Our representatives remarked that such a proposal from Narasimhan concerning the conferral to the International Red Cross groups of inspection rights contradicts the views expressed earlier by Stevenson. We will continue to insist that the inspections be limited to interrogations by radio.


The USA, Narasimhan continued, is prepared to provide its own transportation for the International Red Cross inspectors. This may be ordinary transportation for the conveyance of troops, even though they would be unarmed and would contain on board civilian passengers.


We told Narasimhan that the Soviet Union, as had already been declared to U Thant, had given its consent to the conveyance of the International Red Cross observers either by Soviet or by neutral vessels. Narasimhan responded that he knew about this, but all the same considered it possible to inform the Soviet Union of this proposal by the USA, which, Narasimhan said, works towards the interests of a speedy organization of the inspections. The USA, in his words, has no objections to the use of Soviet ships. Narasimhan asked us to explain, if possible by 5 November, how soon the Soviet Union could prepare its ships for the International Red Cross observers. For his part, Narasimhan will make inquiries by this time about the possibility of chartering neutral vessels located near Cuba.


Narasimhan raised the issue of reimbursing the costs of chartering the vessels and constituting the International Red Cross groups. In response to the question of how the USA imagines covering the costs associated with the carrying out of inspections by the International Red Cross, Narasimhan said that it was proposing two possible variants--either through the UN (that is, according to their pay scale), or to divide the costs equally between the USSR and the USA.
Our representatives answered that the USA had illegally imposed the so-called "quarantine," that they were now pushing for inspections on vessels bound for Cuba, and that it was completely clear that it is they who should covers the expenses for the carrying out of such inspections. In future negotiations we should proceed from the assumption that the Soviet Union will assume expenses only for the maintenance of Soviet vessels. As far as the maintenance of the International Red Cross vessels is concerned, we will push for the USA or the UN bearing the burden of these expenses. (It is not out of the question that the International Red Cross will itself pay the expenses for the upkeep of the groups.)


On the issue of how long the inspection procedure by the International Red Cross would be continued, Narasimhan said that it should be carried out for a period of three to four weeks. But it is possible that the duration could be shorter. Everything depends on how long the removal of weaponry from Cuba would continue. As soon as all the weaponry is removed, the inspections, it seems, should cease.


We emphasized that the inspections on vessels by the International Red Cross should be of a short-term nature, as was declared by U Thant in his provisional proposal concerning this issue, which was approved by the Soviet Union. In the future, with regard to time limits we will proceed with aim of imposing the shortest possible limits. We will aim for ceasing the inspections immediately after the removal of the dismantled installations, and the approval by the Security Council of corresponding resolutions for the conclusive settlement of the Cuban crisis.

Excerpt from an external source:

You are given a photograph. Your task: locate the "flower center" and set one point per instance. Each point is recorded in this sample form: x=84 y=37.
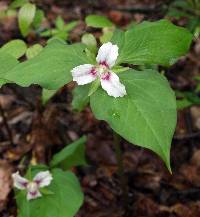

If our approval of the conveyance of the International Red Cross representatives on Soviet ships is still valid, we ask that you inform us immediately of which vessels in particular are being selected for this purpose, and when they can arrive in the Caribbean Sea area.


Since the Cubans will evidently not agree to admit the International Red Cross observers onto the territory of Cuba in order to then admit them onto Soviet ships, we ask that you inform us what would the most appropriate port in the Caribbean Sea area in which to take on board these International Red Cross observers.


The next meeting with Narasimhan is slated for the morning of 5 November.